Les plus grands prédateurs doivent leur survie et celle de leurs descendants au respect d’un équilibre subtil et dynamique que la coévolution avec leur milieu leur a permis inconsciemment d’établir. Les plus grands prédateurs, tout comme les monstres marins du crétacé supérieur ou les hordes de rennes sauvages, sont interdépendants avec la photosynthèse. Sortir des lois profondes du vivant c’est entrer dans un cycle de destruction et d’appauvrissement. Se penser supérieur c’est s’affaiblir soi-même.
Le don est la clef cachée montrée aux yeux de tous, la clef au cœur de tous les systèmes vivants.
Nous devons et pouvons laisser les jardins, les forêts et les steppes, toujours plus riches et plus vivants, plus complexes à chaque fin de saison et après chaque récolte.
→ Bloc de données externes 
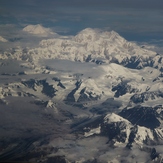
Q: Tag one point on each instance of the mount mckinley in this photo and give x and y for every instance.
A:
(98, 84)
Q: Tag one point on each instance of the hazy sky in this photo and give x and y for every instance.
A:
(138, 20)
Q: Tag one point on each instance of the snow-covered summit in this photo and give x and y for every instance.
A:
(37, 30)
(3, 39)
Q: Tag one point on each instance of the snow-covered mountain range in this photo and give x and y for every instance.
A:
(116, 84)
(37, 30)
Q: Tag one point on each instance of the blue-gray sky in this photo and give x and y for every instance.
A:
(138, 20)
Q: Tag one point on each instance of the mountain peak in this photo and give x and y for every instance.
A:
(37, 30)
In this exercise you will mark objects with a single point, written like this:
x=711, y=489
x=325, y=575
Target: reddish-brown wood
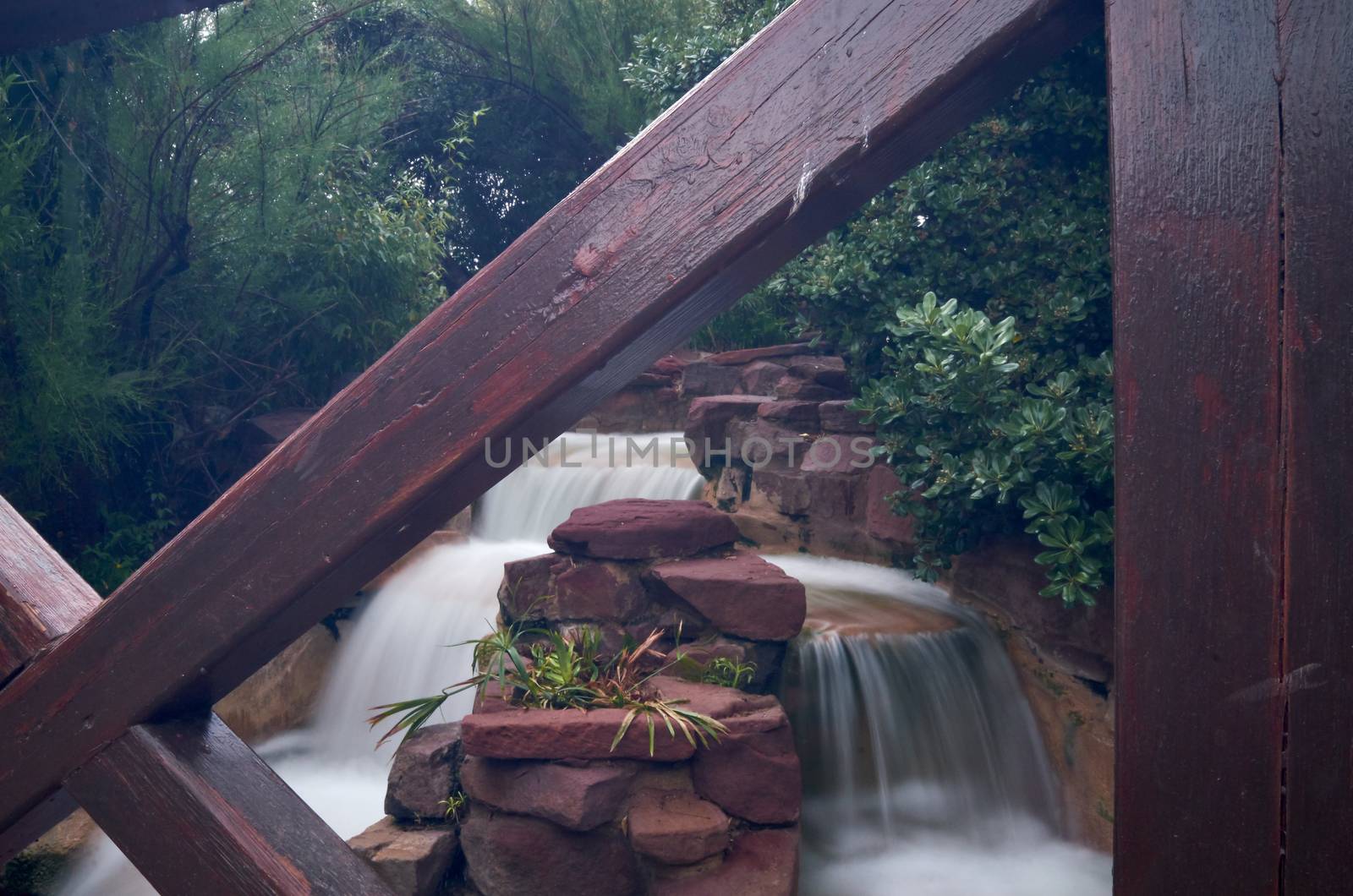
x=1317, y=46
x=36, y=823
x=41, y=597
x=33, y=24
x=822, y=110
x=200, y=812
x=1199, y=556
x=160, y=785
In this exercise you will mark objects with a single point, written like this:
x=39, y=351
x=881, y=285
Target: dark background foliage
x=234, y=211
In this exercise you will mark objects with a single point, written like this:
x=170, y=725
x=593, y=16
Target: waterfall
x=924, y=773
x=403, y=642
x=923, y=768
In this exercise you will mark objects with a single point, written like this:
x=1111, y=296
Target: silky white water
x=935, y=785
x=923, y=769
x=406, y=642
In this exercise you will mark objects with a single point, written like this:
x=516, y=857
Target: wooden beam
x=26, y=25
x=41, y=597
x=822, y=110
x=164, y=792
x=198, y=811
x=1317, y=85
x=1197, y=164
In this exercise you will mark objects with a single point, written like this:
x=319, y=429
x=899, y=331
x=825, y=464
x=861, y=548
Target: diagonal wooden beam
x=191, y=806
x=41, y=597
x=1316, y=42
x=33, y=24
x=788, y=137
x=198, y=811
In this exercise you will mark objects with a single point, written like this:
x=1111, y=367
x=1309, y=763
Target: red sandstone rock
x=712, y=700
x=424, y=773
x=597, y=590
x=827, y=369
x=410, y=860
x=741, y=594
x=785, y=490
x=802, y=416
x=759, y=864
x=567, y=734
x=791, y=386
x=670, y=364
x=703, y=378
x=708, y=418
x=514, y=855
x=759, y=378
x=766, y=657
x=676, y=828
x=636, y=528
x=570, y=794
x=528, y=583
x=838, y=454
x=753, y=772
x=838, y=417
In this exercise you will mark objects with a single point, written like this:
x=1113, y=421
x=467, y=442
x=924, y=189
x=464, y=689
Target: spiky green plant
x=565, y=672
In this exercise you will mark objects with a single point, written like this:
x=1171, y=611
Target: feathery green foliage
x=972, y=303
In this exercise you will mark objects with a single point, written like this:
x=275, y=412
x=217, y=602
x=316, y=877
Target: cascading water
x=403, y=642
x=924, y=772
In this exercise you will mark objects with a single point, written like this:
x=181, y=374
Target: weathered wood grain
x=200, y=812
x=822, y=110
x=41, y=597
x=40, y=819
x=1199, y=538
x=1317, y=46
x=162, y=785
x=33, y=24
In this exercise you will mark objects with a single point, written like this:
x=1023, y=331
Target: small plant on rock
x=455, y=803
x=565, y=672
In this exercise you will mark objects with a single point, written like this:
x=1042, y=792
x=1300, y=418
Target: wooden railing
x=816, y=114
x=1231, y=139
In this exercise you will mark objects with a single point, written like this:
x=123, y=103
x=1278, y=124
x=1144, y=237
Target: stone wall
x=551, y=801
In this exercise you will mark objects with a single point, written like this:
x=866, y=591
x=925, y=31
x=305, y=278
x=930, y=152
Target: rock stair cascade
x=784, y=454
x=545, y=803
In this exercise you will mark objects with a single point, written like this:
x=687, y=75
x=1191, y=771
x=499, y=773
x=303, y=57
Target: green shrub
x=972, y=303
x=994, y=405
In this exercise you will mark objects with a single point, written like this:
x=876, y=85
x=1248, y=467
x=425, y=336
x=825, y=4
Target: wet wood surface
x=200, y=812
x=34, y=24
x=796, y=130
x=1197, y=164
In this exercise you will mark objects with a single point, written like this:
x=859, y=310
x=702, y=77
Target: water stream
x=923, y=768
x=924, y=773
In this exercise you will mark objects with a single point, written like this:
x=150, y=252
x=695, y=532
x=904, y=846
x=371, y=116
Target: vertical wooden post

Nous avons les connaissances et les outils pour inviter tant d’abondance que nous pouvons rentrer dans cette logique du don en répondant largement à nos propres besoins.
A très court terme, de toute façon, nous n’avons pas le choix.
Le sol est presque inexistant. Quelques touffes d’herbes sèches et de la poussière que le soleil brûle et d’où les pluies s’évaporent aussi vite qu’elles sont tombées. Mais tout cela va changer. Le bétail est déplacé en troupeaux chaque jour d’un point à un autre comme lorsque les prédateurs les poussaient à se regrouper pour se défendre. Ils mangent et donc perturbent la prairie, laissant derrière eux un mulch mélangé d’urine et d’excréments qui fertilisent la terre. Quelques années plus tard, à force de perturbations animales ciblées, la savane est verte d’herbes hautes, les arbres et les buissons ont poussé, l’eau coule toute l’année dans les ruisseaux autrefois à sec. Le travail d’une vie d’un homme – le holistic management – a permis sur les cinq continents et dans les zones semi-désertiques de rendre à l’abondance plus de 37 millions d’hectares. Encore une fois tout est possible. A condition d’accepter un profond changement de vision.
Les troupeaux sauvages – et le holistic management – laissent le milieu toujours plus riche, plus vivant et plus résilient. Pour « lutter contre le changement climatique », certains pays annoncent taxer le pet de bovin. Alors que laissés dans un système d’interaction positive de perturbation, les bovins en question permettent de stocker une importante quantité de carbone dans les sols. Les parcs d’engraissement aux États-Unis voisinent avec de quasi déserts. La solution est bêtement à côté du problème. L’Irlande a même pour objectif de tuer des dizaines de milliers de vaches. Les animaux ne sont pas le problème, c’est notre manière de les élever qui est en tort.
Dans les océans, la même logique s’applique. Les êtres vivants les plus imposants permettent de réguler le climat sur des échelles gigantesques que la géo ingénierie ne peut pas même imaginer. Il est donc plutôt contre-indiqué de tuer des baleines et 80 millions de requins par an… si nous avons le souhait de freiner le dérèglement du climat.
Est-ce vraiment utile de détruire la puissance des grands équilibres par la bêtise et l’avidité ? Nos besoins ne sont pas si grands.